A defesa alega a nulidade da apreensão, uma vez que esta decorreu de investida dos agentes municipais nas funções de natureza policial e investigativa, o que a eles não é permitido, vez que tal atribuição, consistente na preservação da ordem e da incolumidade das pessoas e do patrimônio, está reservada às polícias federal, militar, civil e corpo de bombeiros.
Ao julgar o REsp n. 1.977.119/SP, a Sexta Turma do STJ, conferindo nova interpretação ao disposto no art. 244 do CPP, decidiu que as Guardas Municipais “podem realizar patrulhamento preventivo na cidade, mas sempre vinculados à finalidade específica de tutelar os bens, serviços e instalações municipais, e não de reprimir a criminalidade urbana ordinária, função esta cabível apenas às polícias, tal como ocorre, na maioria das vezes, com o tráfico de drogas”.
Foi destacado que “não é das guardas municipais, mas sim das polícias, como regra, a competência para patrulhar supostos pontos de tráfico de drogas, realizar abordagens e revistas em indivíduos suspeitos da prática de tal crime ou ainda investigar denúncias anônimas relacionadas ao tráfico e outros delitos cuja prática não atinja de maneira clara, direta e imediata os bens, serviços e instalações municipais”.
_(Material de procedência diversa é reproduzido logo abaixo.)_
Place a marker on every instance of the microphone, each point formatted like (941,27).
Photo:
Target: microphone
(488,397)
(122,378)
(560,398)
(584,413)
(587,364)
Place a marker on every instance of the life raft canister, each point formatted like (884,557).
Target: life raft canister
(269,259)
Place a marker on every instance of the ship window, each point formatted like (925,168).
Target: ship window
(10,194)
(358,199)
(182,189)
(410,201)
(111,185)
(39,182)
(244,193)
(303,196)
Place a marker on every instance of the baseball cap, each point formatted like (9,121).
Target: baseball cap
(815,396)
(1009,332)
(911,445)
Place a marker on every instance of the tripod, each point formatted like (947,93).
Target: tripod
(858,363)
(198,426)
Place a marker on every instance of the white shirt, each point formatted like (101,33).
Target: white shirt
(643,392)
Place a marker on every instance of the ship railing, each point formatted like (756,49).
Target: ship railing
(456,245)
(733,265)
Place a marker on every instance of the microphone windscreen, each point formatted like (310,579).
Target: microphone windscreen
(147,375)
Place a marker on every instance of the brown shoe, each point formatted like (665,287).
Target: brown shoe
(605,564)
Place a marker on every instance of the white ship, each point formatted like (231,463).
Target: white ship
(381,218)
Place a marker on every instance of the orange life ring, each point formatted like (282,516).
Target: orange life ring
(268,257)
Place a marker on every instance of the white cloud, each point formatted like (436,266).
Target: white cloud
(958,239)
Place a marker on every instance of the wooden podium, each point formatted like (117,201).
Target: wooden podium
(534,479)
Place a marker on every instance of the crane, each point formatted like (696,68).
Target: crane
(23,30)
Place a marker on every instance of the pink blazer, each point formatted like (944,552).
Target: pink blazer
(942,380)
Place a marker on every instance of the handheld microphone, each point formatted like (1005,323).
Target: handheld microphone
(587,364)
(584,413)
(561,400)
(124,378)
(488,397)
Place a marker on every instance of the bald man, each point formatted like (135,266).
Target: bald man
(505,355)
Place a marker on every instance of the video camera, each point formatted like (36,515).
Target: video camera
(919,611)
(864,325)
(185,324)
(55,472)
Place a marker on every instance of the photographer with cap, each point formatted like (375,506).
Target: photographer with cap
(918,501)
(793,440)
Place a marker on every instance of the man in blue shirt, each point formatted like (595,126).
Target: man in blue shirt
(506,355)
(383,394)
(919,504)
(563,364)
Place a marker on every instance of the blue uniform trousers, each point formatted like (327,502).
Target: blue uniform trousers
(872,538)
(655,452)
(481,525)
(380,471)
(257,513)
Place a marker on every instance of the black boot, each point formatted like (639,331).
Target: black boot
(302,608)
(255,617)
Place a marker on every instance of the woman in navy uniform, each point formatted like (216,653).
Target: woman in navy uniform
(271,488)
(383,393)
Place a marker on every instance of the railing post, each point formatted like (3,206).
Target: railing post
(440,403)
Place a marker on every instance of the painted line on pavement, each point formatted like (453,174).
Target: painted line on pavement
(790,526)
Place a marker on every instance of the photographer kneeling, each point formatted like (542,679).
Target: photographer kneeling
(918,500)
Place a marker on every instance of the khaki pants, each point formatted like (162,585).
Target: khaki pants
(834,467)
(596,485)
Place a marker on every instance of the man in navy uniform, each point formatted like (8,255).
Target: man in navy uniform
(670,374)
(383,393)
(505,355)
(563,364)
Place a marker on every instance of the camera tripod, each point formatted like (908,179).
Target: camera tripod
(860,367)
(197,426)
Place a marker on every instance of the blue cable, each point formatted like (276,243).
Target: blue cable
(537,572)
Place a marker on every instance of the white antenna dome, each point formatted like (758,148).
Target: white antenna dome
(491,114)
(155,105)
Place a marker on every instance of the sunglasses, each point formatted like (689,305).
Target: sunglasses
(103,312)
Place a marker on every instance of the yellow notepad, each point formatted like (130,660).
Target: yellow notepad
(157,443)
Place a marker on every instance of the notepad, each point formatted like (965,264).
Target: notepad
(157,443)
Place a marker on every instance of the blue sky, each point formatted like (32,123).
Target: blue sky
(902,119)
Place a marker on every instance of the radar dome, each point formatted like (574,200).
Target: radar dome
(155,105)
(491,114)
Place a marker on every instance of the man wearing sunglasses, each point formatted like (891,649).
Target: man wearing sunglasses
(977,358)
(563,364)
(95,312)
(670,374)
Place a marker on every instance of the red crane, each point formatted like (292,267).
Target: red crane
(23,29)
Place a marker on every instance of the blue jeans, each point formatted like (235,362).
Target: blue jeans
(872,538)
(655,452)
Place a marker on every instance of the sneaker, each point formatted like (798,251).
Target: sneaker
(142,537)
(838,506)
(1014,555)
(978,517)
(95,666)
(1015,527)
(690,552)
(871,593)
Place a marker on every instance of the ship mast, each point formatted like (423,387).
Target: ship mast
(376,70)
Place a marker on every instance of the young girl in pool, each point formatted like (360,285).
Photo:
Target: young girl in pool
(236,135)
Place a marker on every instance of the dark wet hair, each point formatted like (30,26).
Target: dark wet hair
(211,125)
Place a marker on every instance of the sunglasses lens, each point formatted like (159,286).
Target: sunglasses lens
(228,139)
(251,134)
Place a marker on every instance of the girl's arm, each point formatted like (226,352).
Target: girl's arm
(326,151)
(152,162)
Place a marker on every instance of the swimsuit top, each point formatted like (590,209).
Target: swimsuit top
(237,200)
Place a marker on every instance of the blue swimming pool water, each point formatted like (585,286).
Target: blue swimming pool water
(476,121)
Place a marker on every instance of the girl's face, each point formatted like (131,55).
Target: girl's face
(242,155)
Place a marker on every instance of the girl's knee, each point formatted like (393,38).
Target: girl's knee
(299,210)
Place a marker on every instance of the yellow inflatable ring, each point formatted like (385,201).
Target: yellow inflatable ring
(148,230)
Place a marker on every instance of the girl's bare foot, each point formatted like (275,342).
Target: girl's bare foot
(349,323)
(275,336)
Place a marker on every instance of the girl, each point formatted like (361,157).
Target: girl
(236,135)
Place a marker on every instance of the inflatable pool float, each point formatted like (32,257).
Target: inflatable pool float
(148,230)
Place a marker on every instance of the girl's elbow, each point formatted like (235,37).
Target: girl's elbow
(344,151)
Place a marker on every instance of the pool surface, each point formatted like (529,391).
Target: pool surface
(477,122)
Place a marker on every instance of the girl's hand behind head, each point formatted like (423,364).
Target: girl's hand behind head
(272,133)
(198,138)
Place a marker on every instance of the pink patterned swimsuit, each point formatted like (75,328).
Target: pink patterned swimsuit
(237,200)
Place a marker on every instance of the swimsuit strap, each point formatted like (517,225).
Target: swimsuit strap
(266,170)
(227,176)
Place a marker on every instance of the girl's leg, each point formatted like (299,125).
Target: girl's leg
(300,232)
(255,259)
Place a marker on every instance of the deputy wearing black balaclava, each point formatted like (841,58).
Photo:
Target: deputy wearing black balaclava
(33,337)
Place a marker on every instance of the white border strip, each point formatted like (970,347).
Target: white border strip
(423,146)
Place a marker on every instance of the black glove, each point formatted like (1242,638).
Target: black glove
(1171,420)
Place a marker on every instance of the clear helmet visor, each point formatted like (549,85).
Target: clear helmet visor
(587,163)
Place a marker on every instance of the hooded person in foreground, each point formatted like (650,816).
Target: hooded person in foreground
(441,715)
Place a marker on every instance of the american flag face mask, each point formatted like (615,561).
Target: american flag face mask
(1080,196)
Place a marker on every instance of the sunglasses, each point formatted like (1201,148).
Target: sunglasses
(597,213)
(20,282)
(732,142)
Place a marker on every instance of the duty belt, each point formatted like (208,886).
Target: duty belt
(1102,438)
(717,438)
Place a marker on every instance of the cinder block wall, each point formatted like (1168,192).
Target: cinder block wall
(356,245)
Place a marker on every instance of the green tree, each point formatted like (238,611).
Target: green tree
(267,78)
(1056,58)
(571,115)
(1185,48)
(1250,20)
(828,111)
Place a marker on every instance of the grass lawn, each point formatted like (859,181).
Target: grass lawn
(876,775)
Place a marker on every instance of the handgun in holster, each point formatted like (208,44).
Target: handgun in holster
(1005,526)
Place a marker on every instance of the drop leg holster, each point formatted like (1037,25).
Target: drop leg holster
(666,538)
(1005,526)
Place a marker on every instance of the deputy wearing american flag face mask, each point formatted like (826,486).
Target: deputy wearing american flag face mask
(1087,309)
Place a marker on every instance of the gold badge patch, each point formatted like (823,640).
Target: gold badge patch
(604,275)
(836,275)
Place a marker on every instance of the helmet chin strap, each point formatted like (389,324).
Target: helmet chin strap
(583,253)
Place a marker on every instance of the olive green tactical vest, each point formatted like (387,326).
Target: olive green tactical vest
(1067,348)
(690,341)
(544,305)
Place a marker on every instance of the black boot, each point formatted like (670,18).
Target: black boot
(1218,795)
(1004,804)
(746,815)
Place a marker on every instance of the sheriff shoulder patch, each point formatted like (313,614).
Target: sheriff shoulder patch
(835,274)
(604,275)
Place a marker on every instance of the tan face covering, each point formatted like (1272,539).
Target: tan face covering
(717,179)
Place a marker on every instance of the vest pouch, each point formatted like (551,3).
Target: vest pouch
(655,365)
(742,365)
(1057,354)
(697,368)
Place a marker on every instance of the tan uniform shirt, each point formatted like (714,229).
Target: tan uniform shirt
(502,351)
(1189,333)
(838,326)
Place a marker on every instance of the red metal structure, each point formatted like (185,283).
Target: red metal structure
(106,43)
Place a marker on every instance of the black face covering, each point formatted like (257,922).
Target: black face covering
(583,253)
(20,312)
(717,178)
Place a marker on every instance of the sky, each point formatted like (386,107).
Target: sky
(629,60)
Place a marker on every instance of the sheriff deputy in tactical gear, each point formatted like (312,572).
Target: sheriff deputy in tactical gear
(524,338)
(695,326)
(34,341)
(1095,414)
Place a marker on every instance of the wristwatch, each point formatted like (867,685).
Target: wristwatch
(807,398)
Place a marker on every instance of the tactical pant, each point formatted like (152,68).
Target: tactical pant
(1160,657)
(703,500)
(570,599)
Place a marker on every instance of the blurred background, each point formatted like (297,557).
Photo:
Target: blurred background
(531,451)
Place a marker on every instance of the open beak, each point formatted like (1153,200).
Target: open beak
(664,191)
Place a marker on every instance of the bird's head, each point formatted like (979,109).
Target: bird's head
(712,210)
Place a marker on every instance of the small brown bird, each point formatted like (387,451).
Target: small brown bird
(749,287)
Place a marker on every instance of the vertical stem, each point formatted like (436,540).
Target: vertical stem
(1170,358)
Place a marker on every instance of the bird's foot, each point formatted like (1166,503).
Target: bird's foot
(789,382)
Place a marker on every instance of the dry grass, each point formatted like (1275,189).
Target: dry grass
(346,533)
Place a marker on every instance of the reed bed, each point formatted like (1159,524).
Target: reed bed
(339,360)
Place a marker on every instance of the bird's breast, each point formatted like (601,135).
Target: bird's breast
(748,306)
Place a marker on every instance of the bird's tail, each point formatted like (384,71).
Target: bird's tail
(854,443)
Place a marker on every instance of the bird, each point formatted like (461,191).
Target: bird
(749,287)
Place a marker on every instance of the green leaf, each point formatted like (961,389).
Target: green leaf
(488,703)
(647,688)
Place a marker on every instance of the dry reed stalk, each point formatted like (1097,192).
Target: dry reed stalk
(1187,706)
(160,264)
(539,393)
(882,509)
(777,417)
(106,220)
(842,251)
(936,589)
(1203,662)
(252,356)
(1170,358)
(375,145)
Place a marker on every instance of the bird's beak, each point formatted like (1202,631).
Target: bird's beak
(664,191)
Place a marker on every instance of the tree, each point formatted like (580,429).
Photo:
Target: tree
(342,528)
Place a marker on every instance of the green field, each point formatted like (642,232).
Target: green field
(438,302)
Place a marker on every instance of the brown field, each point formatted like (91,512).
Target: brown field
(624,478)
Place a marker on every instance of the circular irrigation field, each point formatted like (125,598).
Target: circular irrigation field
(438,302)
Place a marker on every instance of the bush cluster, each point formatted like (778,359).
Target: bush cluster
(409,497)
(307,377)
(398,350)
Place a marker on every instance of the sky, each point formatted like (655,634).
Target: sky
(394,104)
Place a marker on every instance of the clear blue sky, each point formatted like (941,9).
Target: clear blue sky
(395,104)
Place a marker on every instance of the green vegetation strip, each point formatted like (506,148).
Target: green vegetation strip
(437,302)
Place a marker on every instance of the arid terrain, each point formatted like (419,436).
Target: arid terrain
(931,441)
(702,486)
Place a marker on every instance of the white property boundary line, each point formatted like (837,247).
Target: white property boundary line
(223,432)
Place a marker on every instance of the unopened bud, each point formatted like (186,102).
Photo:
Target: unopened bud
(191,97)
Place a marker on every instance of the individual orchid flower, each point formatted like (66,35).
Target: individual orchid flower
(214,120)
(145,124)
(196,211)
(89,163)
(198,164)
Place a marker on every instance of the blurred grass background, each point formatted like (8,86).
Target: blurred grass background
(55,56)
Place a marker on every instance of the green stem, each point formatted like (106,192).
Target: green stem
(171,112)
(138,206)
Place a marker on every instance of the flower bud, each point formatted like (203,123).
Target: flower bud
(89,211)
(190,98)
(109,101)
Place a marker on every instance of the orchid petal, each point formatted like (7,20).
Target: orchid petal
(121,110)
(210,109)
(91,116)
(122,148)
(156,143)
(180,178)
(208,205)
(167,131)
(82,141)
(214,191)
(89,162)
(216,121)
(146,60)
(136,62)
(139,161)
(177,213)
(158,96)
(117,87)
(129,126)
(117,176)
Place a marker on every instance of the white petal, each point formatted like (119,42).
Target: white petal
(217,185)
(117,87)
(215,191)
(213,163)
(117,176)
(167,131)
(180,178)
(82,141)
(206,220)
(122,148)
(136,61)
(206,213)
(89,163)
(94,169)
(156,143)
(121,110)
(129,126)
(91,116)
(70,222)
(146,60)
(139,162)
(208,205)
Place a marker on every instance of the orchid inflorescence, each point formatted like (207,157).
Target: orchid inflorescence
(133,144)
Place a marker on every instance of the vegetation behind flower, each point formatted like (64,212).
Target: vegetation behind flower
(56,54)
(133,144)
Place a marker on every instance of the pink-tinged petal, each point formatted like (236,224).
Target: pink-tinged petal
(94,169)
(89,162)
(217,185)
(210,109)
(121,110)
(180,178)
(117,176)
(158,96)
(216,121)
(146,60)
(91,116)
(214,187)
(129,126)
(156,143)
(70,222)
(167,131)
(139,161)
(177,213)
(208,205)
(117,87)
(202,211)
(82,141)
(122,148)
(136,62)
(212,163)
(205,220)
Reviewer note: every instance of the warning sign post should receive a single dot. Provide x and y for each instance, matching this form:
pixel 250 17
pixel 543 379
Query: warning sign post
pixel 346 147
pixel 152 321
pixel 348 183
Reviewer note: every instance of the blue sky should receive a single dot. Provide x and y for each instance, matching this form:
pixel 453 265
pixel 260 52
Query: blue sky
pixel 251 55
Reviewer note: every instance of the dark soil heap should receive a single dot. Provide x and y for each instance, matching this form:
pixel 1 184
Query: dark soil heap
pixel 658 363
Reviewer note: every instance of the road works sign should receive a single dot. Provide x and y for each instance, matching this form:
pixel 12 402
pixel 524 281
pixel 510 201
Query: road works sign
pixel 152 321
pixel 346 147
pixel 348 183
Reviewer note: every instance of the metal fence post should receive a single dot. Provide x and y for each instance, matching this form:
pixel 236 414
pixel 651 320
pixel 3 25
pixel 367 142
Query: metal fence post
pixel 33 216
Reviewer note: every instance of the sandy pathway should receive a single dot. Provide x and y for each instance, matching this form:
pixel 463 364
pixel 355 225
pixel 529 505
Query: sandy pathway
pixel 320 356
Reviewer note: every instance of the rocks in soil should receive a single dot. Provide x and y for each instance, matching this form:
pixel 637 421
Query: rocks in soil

Por fim, concluiu-se que “só é possível que as guardas municipais realizem excepcionalmente busca pessoal se houver, além de justa causa para a medida (fundada suspeita de posse de corpo de delito), relação clara, direta e imediata com a necessidade de proteger a integridade dos bens e instalações ou assegurar a adequada execução dos serviços municipais, o que não se confunde com permissão para realizarem atividades ostensivas ou investigativas típicas das polícias militar e civil para combate da criminalidade urbana ordinária” (REsp n. 1.977.119/SP, Rel. Ministro Rogerio Schietti Cruz, Sexta Turma, julgado em 16/8/2022, DJe de 23/8/2022).
Todavia, “conforme jurisprudência consolidada desta Corte Superior, não há falar em ilegalidade na prisão em flagrante realizada por guardas civis municipais. Consoante disposto no art. 301 do CPP, ‘qualquer do povo poderá e as autoridades policiais e seus agentes deverão prender quem quer que seja encontrado em flagrante delito'” (AgRg no HC n. 748.019/SP, Rel. Ministro Ribeiro Dantas, Quinta Turma, julgado em 16/8/2022, DJe de 22/8/2022).
No caso, a situação não se assemelhou àquela que ensejou o provimento do REsp n. 1.977.119/SP. Consoante consignado pelo Tribunal de origem, o “local era conhecido como de traficância e a atitude suspeita do réu, ficando nervoso ao avistar a viatura e escondendo algo na cintura, motivaram os guardas a procederem a abordagem, na qual foram encontrados com o réu as drogas”. Nesse contexto, a atuação da Guarda Municipal não se mostrou ilegal.
Não há falar em ilegalidade na busca pessoal realizada por guardas civis municipais motivada pela atitude suspeita do réu, que, em local conhecido como de traficância, ficou nervoso ao avistar a viatura e escondeu algo na cintura.